Сегодня я специально оторвался от не отрываемых, вроде бы,
размышлений о судьбе фотона внутри черной дыры. Почему он, фотон, то
есть, не имеет возможности вырваться, это на самом деле
совсем не такой простой вопрос, как может показаться на первый
взгляд. Но сегодня по ящику была Школа Злословия с Василием
Уткиным, и, будучи большим футбольным специалистом, я не cмог
преодолеть любопытства узнать – о чем же будут
разговаривать такие явно малофутбольные дамы, как Татьяна Толстая, и
Дуня Смирнова, с милейшим Василием. Уткин интересен прежде
всего тем, что совмещает необходимое для шоумена обаяние с
высоким профессионализмом в деле футбольных прогнозов. Его
прогнозы сбываются всегда на сто процентов, хотя, правда, и притом
всегда - с точностью до наоборот!

Все шло хорошо, и очарование прекрасных дам человеком, который внес
в футбольный репортаж почти
марусе-климовоско-северяниновского изыска дискурс, было вполне понятно. Прославленные
красавицы даже, казалось, были немного подавлены несомненной
мужской гениальностью очередной жертвы своего «злословия» –
славословия.

А в конце резануло! То, что заговорила наша троица про Толстого и
Достоевского, так это было нормально. Во первых, как я
понимаю, упомянутый выдающийся футбольный Нострадамус не может не
иметь широчайшего и глубочайшего кругозора, а, во вторых, -
мы в России, дамы и господа! Здесь даже проблема починки
туалетного бачка не рассматривается без привлечения Федора
Михайловича. И Льва Николаевича. К тому же, женщинам явно
необходимо было чуть-чуть покрасоваться, и, если все основные
достоинства дам, прекрасных во всех отношениях, в основном, на
виду, то их богатый духовный мир проявляется не
непосредственно, а через духовное наследие Льва Николаевича. И Федора
Михайловича.



Л.Н. Толстой


Ф.М. Достоевский

И все-таки! Опять об Толстого! И снова об Достоевского!

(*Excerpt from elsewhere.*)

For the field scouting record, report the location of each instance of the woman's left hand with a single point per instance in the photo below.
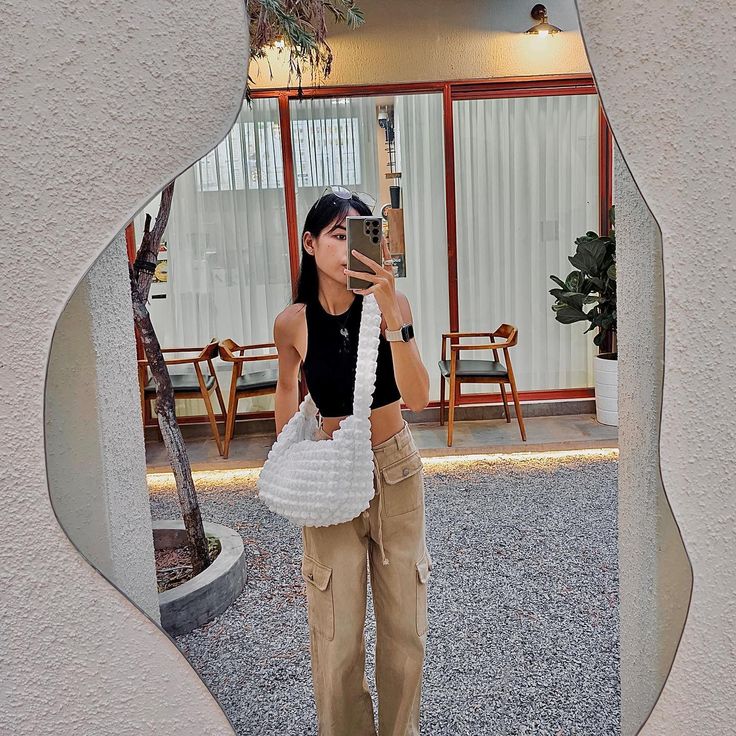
(384, 286)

И главное,
Татьяна Толстая сказала, вроде бы, совершенно правильную
вещь, но такую, какой нас насиловали в школе два мучительных
года. Этого я от автора Кыси никак не мог ожидать. Это и
резануло. Несколько перефразируя, и, грубо говоря, занаучивая ее
слова, можно считать, что она сказала следующее. Толстой и
Достоевский художники совершенно разные, прямо
противоположные, и, буквально, «вместе им не сойтись», потому что Толстой -
это бытие-к-жизни, а Достоевский - это бытие-к-смерти.

Это совершенно неверно!

Вот случай, когда ошибочное суждение убеждает своей определенностью,
что всегда дорого для науки, предпочитающей ясность
проверяемой рационалистической классификации, туману отдающего
метафизикой дуализма тогда, и только тогда, когда этого дуализма
возможно избежать. Но возможно ли избежать?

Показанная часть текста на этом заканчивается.